Мы ничего этого не видели, потому что пришли позже, к “вечеру”. Нам об этом рассказала мать Степы, Татьяна Михайловна, хотя и она сама ничего толком не видела, больше слышала; паспорта Наташи вообще никто никогда не видел — ни со штампом, ни без штампа — и не потому, что ставил себе это какой-то целью, специально интересовался, а потому что тут действовал некий запрет, нам совершенно непонятный. Мы и узнали о том, что на паспорт Наташи наложено табу, несколько месяцев спустя, совершенно случайно, будучи у Соболевых в гостях, когда легкомысленная Катя, жена Кости Барометрова, взяла его с журнального столика.

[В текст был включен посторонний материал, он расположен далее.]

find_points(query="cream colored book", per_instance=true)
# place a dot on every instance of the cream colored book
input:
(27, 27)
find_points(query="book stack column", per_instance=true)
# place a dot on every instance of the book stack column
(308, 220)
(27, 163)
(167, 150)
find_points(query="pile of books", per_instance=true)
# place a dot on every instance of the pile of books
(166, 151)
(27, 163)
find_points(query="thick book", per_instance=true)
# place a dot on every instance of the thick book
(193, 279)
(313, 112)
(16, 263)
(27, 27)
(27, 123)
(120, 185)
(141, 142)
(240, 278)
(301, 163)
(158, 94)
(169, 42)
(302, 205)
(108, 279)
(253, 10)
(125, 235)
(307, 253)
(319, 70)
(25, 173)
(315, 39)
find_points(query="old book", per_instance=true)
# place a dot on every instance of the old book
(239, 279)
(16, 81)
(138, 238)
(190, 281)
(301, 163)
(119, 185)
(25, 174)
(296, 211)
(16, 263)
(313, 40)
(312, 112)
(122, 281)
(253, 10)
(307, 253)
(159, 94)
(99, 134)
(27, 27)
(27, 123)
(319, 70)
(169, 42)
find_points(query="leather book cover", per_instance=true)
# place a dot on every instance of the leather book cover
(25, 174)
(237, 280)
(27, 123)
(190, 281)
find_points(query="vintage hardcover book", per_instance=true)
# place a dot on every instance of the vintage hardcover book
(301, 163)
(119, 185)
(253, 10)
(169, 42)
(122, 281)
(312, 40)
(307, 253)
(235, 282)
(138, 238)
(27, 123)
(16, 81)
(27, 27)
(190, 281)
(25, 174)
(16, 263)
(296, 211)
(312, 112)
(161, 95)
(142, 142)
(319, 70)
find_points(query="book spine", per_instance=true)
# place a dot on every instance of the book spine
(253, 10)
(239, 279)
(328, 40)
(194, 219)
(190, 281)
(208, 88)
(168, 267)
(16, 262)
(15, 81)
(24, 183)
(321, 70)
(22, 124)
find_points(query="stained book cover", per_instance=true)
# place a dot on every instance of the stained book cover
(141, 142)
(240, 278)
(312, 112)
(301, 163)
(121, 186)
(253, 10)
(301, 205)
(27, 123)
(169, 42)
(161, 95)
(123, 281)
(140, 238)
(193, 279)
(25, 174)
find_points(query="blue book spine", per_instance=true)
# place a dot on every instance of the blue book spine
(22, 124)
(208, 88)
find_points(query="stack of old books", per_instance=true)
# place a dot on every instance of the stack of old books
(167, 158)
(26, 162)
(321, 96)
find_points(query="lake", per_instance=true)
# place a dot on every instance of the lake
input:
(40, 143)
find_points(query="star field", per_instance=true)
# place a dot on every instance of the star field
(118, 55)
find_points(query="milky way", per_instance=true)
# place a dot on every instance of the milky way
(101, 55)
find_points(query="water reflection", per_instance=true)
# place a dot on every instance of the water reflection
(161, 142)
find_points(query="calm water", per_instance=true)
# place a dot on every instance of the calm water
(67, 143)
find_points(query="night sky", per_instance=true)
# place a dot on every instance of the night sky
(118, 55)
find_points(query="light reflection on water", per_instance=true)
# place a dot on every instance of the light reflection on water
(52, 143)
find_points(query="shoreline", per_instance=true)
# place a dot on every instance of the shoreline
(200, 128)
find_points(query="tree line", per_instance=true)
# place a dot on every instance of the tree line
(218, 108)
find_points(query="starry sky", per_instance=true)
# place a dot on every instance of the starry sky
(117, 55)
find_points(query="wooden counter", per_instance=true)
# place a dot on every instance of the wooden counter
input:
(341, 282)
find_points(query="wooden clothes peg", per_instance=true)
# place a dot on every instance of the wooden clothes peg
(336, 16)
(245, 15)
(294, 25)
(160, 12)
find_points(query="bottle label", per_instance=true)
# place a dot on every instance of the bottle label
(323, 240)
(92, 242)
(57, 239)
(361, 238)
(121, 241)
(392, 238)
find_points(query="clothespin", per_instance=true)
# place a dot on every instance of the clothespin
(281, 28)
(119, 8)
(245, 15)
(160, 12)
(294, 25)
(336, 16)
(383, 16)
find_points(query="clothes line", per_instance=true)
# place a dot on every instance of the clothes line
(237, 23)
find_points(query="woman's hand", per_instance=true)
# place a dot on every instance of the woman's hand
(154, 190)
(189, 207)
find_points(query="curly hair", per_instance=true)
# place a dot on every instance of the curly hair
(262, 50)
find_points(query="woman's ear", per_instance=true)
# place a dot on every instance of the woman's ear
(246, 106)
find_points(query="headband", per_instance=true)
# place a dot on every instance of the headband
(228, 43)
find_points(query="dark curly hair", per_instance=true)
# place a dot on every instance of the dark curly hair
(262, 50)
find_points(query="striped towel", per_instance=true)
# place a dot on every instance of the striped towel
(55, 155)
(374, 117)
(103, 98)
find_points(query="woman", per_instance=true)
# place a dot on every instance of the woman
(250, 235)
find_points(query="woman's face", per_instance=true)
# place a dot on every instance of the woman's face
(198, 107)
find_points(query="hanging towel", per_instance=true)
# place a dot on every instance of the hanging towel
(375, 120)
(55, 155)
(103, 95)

Она только и успела спросить с улыбкой: “Кто паспорт потерял?”, но раскрыть ради любопытства уже не смогла. Наташа просто выхватила документ у нее из рук; паспорт, судя по всему, был опрометчиво оставлен ею без присмотра. Катя так и застыла со своей странной улыбкой, словно наткнулась на внезапный барьер. Впрочем, все обратили в шутку и тогда этому случаю никто большого значения не придал.
“Вечер” был действительно скромным, без излишеств и обрядов, и не только потому, что в стране начались сногсшибательные реформы. Из гостей немного родственников, внушительная Галя Зубак с хромым мужем и мы. Снег за окном, легкий морозец — прекрасное начало для новой жизни. Всякий раз потом, возвращаясь в этот знаменательный день, Наташа говорила примерно так: “Помните, вечер у нас был?” или “Тогда на вечере у нас…”, и мы понимали, что это не просто какой-то рядовой вечер, а именно тот самый вечер, который состоялся февральским вечером не помню какого дня.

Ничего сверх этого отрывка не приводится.